Recuerdo que de pequeño me sentía un poco raro porque yo era de los pocos que no tenía "pueblo". Llegaba Semana Santa o el verano y todo el mundo se iba al pueblo. Y algunos incluso a dos, al de su madre y al de su padre. Yo en cambio, como mis padres ya nacieron en Barakaldo y mis abuelos prácticamente también, no disponía de aquel retiro habitual de infancia. Y no es que no nos fuéramos de vacaciones por ahí, que sí lo hacíamos, y mucho y muy lejos, pero me sentía diferente al resto de chicos. Muchos veranos suplía esta figura de "el pueblo" con Villasana de Mena, donde mis abuelos tenían una casa a pesar de no ser originarios de allí, o con Guriezo, donde la tenían mis tíos, y ambos sitios, aunque no eran propiamente "el pueblo", me servían para experimentar las vivencias que se suponen inherentes al binomio niño-pueblo: pasar las tardes en la piscina y jugando a fútbol, aprender a montar en bici, comenzar a salir en las verbenas, perderse en el bosque, hacer un casa-árbol... y en definitiva vivir aventuras.
De aventuras, y sobre todo de cómo contarlas y escribirlas, sabía mucho el gran Miguel Delibes, de quien ya recomendé aquí "El Hereje" y sobre todo "El Camino", que recrea a la perfección la vida de un grupo de amigos en un pueblo. Y sin duda otro que sabía mucho de aventuras, quizá algo más intensas y globalizadas, y que las experimentó en sus propias carnes, fue Jack London, quien casualmente también escribió un libro titulado "El Camino" y que acabo de leer recientemente.

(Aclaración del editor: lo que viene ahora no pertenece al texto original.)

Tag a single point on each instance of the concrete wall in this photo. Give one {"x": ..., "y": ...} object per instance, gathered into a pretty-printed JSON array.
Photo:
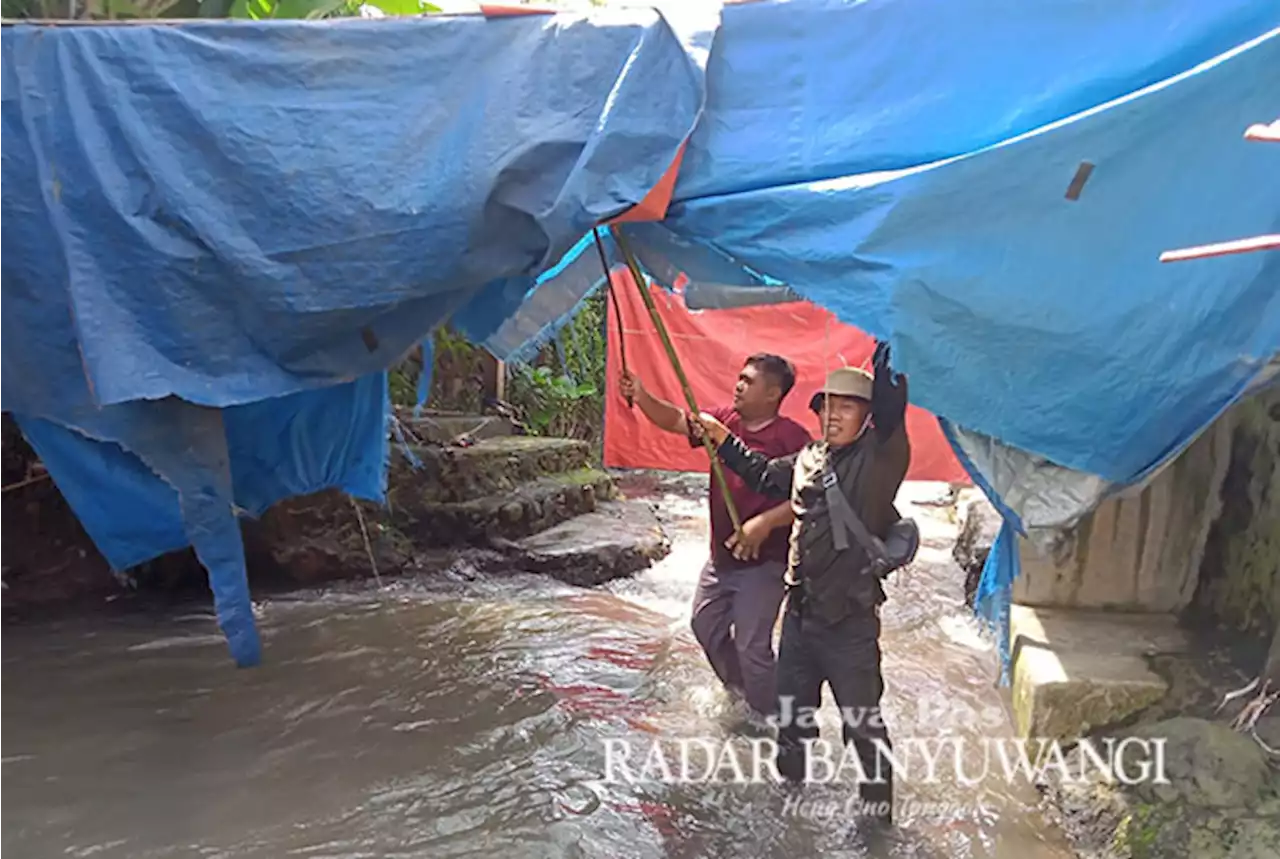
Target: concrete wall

Se trata de una especie de autobiografía (aunque da la sensación de que también introduce algunos elementos de ficción) en la que el escritor estadounidense cuenta parte de sus años jóvenes. En un momento dado, cansado ya de su rutinaria vida, Jack London decide conocer mundo y vivir nuevas experiencias y para ello decide convertirse prácticamente en un vagabundo. Así, con las manos en los bolsillos, pidiendo comida de puerta en puerta y colándose en los trenes de mercancías, recorre una y otra vez el país, haciendo amigos y enemigos, aprendiendo de todo y de todos y viviendo emocionantes episodios que acabarían marcándole para toda su vida. Si bien es verdad que algunos capítulos se hacen un poco pesados, la mayor parte del libro tiene esa esencia de alma aventurera que caracteriza a London, que contagia al lector, y que tan amenos hace sus relatos. Y es que quizá London tampoco tuvo un pueblo cuando era pequeño, pero desde luego que supo buscárselo.